The Historically Black Colleges and Universities and Other Minority Institutions (HBCU-OMI) Program—sponsored by the Office of Fossil Energy and Carbon Management (FECM) and administered by the National Energy Technology Laboratory (NETL)—invests in developing a U.S. workforce that is diverse and highly skilled in science, technology, engineering and math (STEM) through training and education grants.
In alignment with President Biden’s Justice40 (J40) Initiative, the program annually conducts a national competitive solicitation for projects related to clean energy, energy efficiency and workforce development. These projects place students of various educational backgrounds in the position to gain the fundamental experience needed to usher in the next generation of clean energy technology and become leaders within their respective communities. Since 2010, this program has awarded $14.25 million to support 160 student researchers, 48 research and development projects and 94 published technical papers.
The HBCU-OMI Program is transformative for student researchers who will shape the future of the clean energy sector. From February through June 2022, we highlighted a few of these amazing students who recently participated in this program.
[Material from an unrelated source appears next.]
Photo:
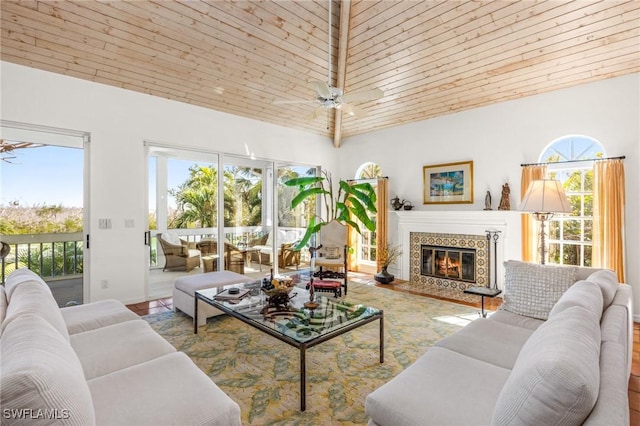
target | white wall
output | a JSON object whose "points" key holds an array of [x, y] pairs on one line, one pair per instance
{"points": [[119, 121], [498, 138]]}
Keep reading below to find out what they have to say about their HBCU-OMI Program experiences, their research, and how they plan to grow in their STEM careers!
“The manipulation of boride could absolutely revolutionize the energy industry without a shadow of a doubt—needless to say, I am excited for future research.”
Tyrome Fowlkes, Jr.
Senior Undergraduate in Electrical and Computer Engineering
Morgan State University
Tyrome’s research on borides has applications in gas sensor detection and electrolysis. Borides are known to have excellent mechanical properties, but also are conductive and chemically stable under acidic conditions.
“The HBCU-OMI Program has helped me learn about future career opportunities in my field. Through my current research, I learned more about research science positions outside of the traditional academic environment, such as in National Labs and industry. I'm enthused about the many opportunities to work in a multidisciplinary research setting.”
Graduate Student (Ph.D.) in Computer Science
Florida International University
Maria’s research focuses on developing a general drag model to predict particle drag coefficients, which are important factors in modeling multiphase energy systems.
“My research contributes to a sustainable, low-carbon energy future. Since the erosion predictions enabled by my machine learning approaches are more cost-efficient than experimentation, they can lead to potential cost-savings in maintaining fossil fuel infrastructures.”
Graduate Student in Materials Science & Engineering
University of California, Riverside
Steve’s research focuses on making accurate erosion predictions using machine learning and computational fluid dynamics approaches.
“Through the HBCU-OMI program, I created new avenues for a sustainable green energy generation and also helped protect our energy infrastructure from cyberattacks.”
Aruna Narayanan Nair
Graduate Student (Ph.D.) in Chemistry
The University of Texas at El Paso
Aruna’s research focuses on synthesizing high-quality graphene nanoribbons (GNRs) with minimal edge roughness and controlling their properties, as well as using GNRs for green production of hydrogen.